Casey Kelbaugh for The New York Times

By STACEY ANDERSON

May 28, 2014

 

ABOUT HUGO McCLOUD

AGE 34

HOMETOWN Redwood City, Calif.

NOW LIVES Bushwick, Brooklyn, in a transformed warehouse loft next door to AP Café, a minimalist coffee shop that he designed and co-owns.

CLAIM TO FAME Trained as an industrial designer, Mr. McCloud uses blowtorches, metal sheets, tar and other nontraditional materials to create experimental works that have caught the eye of the art establishment.

BIG BREAK In 2012, Mr. McCloud was part of the “Young Curators, New Ideas IV” group show at the now-defunct Meulensteen Gallery in Chelsea, and he showed works that year at Art Basel Miami Beach and last year at the Museum of Contemporary African Diasporan Arts in Brooklyn. This year, he held his first major solo exhibition at the Luce Gallery in Turin, Italy, and was featured in the gallery’s booth at the New Art Dealers Alliance fair in New York.

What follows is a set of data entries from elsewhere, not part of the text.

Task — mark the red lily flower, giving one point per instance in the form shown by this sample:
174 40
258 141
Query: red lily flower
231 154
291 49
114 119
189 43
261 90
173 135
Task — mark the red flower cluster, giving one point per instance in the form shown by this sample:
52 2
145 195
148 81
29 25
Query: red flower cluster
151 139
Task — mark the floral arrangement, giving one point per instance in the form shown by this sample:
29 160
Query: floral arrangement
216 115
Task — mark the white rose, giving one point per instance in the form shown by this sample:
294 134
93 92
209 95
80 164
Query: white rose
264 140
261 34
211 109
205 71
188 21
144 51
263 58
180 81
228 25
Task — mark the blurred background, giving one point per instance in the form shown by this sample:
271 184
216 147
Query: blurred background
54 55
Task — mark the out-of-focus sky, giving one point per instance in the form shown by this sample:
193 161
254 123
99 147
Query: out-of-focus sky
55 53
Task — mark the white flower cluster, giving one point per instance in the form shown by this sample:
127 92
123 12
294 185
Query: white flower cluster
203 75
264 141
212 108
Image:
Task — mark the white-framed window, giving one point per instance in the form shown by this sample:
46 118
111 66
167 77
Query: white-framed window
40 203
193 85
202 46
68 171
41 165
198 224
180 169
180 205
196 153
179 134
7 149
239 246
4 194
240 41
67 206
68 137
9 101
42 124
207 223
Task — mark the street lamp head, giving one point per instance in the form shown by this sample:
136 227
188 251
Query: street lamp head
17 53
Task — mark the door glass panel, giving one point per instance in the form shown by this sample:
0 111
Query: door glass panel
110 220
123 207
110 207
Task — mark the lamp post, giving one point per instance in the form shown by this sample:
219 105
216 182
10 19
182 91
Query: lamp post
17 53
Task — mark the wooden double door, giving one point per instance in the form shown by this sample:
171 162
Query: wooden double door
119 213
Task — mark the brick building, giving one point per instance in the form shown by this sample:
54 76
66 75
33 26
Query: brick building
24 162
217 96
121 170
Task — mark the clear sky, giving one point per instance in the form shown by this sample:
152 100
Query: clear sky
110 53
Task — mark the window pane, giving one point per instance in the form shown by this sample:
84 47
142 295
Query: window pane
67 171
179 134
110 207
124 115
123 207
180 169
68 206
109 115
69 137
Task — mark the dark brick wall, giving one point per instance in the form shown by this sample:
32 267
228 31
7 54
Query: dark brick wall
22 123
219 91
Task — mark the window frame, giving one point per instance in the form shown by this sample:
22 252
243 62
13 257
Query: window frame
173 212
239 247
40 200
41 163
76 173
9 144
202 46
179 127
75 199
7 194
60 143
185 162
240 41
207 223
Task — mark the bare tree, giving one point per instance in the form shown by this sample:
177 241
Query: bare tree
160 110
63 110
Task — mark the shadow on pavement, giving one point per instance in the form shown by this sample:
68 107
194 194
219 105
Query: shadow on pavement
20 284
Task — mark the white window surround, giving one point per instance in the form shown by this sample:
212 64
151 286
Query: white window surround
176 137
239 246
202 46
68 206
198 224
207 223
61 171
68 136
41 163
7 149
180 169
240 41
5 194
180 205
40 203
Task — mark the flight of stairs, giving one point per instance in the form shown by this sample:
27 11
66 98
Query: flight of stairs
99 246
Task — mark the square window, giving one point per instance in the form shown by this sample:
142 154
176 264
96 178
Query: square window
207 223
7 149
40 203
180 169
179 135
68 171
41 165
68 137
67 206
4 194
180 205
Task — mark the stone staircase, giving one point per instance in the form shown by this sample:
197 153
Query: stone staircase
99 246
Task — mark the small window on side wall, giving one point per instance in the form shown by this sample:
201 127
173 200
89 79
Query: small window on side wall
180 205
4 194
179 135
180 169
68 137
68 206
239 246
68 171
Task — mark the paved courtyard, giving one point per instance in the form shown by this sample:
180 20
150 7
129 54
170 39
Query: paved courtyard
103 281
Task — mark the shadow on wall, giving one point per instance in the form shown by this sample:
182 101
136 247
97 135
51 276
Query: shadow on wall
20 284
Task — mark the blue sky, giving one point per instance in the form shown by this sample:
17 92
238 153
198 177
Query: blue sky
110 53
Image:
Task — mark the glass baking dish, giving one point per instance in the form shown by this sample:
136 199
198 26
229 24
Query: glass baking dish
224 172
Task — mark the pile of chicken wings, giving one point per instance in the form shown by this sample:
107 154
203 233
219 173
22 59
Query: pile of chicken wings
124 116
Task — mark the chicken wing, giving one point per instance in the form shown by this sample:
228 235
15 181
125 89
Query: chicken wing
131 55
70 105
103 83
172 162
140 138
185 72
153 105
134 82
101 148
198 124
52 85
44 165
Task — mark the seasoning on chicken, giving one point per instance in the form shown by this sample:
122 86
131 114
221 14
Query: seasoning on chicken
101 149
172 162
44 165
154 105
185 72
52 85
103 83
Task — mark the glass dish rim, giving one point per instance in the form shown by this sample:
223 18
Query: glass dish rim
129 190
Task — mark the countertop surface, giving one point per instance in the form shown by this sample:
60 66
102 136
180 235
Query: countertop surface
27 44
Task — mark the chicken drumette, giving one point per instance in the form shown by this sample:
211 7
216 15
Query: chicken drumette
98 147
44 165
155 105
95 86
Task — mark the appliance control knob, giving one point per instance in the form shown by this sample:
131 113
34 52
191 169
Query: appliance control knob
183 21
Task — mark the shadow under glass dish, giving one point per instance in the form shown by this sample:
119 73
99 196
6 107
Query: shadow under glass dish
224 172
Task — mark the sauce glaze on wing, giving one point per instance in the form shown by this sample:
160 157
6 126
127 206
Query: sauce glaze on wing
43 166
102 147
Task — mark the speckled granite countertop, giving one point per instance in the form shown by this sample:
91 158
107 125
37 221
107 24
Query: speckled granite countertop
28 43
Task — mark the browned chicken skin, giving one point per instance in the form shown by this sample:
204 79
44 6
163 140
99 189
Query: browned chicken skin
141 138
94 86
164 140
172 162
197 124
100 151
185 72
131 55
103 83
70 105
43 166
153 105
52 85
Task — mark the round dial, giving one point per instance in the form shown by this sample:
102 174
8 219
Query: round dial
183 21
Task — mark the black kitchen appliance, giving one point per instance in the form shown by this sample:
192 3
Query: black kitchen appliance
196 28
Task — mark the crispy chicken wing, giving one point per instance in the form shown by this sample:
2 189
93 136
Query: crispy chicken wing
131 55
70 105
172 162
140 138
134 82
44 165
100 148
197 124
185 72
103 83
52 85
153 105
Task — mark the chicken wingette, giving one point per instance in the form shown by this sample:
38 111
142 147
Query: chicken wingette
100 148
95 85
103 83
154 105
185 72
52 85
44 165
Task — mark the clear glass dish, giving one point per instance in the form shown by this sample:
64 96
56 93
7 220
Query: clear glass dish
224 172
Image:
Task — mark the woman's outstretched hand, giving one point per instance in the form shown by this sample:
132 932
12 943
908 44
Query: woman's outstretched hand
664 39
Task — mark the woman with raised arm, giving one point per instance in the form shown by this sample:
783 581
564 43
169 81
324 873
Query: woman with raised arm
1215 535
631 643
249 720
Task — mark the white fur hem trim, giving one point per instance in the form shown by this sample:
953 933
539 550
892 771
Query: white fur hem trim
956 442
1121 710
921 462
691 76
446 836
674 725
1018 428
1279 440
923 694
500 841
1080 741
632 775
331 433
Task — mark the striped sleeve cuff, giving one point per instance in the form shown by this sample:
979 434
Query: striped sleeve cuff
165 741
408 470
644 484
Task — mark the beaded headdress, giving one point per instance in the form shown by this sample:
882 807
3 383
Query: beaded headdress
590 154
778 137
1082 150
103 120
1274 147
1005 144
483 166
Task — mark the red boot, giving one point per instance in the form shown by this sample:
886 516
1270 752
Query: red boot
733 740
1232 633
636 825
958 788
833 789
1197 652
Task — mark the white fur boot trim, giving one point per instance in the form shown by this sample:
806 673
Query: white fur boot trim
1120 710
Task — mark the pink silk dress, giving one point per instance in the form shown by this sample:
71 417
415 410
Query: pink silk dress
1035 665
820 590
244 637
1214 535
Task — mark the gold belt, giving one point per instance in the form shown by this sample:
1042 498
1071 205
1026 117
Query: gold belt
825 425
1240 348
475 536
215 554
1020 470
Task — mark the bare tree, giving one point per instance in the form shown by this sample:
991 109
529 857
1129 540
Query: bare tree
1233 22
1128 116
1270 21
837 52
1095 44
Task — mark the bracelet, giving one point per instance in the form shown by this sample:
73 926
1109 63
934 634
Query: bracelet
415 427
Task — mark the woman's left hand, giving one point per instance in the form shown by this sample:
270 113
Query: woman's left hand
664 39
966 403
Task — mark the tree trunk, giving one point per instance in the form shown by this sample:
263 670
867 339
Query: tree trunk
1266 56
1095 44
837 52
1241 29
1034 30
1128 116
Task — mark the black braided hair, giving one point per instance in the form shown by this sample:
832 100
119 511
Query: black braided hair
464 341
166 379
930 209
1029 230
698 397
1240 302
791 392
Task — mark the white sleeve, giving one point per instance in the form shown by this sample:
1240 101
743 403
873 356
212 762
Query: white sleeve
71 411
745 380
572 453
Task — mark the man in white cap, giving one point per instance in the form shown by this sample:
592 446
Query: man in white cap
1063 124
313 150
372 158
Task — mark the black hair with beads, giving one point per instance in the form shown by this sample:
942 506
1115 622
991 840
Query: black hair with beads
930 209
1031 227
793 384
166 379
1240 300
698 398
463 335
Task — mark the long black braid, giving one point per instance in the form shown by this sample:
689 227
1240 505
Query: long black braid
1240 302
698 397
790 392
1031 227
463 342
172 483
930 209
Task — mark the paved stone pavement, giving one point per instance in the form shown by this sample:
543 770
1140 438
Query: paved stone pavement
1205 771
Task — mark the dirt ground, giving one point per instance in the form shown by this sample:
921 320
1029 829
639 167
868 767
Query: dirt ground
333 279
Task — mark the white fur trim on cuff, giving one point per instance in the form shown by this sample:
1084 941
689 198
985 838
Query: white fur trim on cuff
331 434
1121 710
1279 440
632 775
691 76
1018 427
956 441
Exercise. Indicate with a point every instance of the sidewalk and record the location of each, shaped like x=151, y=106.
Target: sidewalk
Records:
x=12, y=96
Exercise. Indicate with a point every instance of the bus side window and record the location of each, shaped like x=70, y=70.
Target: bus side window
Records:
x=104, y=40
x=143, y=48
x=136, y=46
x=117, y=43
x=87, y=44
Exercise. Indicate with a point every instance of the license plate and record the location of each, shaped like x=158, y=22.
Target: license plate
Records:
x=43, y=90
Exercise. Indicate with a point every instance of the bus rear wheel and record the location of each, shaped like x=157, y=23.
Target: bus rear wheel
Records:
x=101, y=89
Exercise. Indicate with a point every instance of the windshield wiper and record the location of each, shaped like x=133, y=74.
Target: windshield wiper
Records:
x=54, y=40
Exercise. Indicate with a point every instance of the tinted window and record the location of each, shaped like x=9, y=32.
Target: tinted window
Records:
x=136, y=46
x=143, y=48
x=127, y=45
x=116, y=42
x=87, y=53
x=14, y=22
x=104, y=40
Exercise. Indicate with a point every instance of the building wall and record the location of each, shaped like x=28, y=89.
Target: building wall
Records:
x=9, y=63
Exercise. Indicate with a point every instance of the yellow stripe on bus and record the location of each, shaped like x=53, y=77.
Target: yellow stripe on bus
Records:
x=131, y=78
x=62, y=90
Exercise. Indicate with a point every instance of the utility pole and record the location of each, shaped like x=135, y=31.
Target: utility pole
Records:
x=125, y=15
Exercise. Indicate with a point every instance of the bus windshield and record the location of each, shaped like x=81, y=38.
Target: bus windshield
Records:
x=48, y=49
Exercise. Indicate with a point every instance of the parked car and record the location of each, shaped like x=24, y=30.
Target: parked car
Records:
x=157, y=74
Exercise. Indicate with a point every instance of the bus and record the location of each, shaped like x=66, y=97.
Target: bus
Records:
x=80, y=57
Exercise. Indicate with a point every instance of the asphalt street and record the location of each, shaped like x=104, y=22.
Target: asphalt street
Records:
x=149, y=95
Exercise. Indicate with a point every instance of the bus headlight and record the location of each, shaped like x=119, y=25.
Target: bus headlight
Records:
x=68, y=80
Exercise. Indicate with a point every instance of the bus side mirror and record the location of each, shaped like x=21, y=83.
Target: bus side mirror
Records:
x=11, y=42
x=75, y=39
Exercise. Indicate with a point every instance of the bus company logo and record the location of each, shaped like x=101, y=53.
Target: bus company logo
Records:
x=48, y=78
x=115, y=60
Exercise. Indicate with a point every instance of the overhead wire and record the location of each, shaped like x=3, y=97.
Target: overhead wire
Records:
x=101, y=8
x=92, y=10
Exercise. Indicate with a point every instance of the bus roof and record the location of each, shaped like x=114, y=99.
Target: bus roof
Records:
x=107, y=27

LATEST PROJECT He has his first solo show in New York, “Put in Place,” at the Vladimir Restoin Roitfeld gallery on the Upper East Side. In the series, he manipulates tar paper by covering it with liquid tar, adding aluminum foil and aluminum butane paint and pressing woodblock patterns into the surface. The process was influenced by the artist’s recent trip to India, where he studied traditional block-printing techniques. “I was really interested in the perfection in the imperfection, because it’s a hand-done process,” he said.

NEXT THING The prestigious Sean Kelly Gallery in New York will include his works in a group show in June. An avid traveler, Mr. McCloud will also spend July and August in Tulum, Mexico, studying regional carving. “I want to be in environments that are different and new so that I’m learning, and then what I learn is translated into my pieces,” he said.

ODD SOUVENIRS In India, Mr. McCloud became enamored with the brightly hued, plastic woven bags that construction workers use to transport concrete. He bought 200 of them. “The people from Customs probably thought I was crazy,” he said with a laugh, adding that his unusual travel souvenirs often provoke such responses from airport security. “It’s usually something that’s garbage in their eyes.”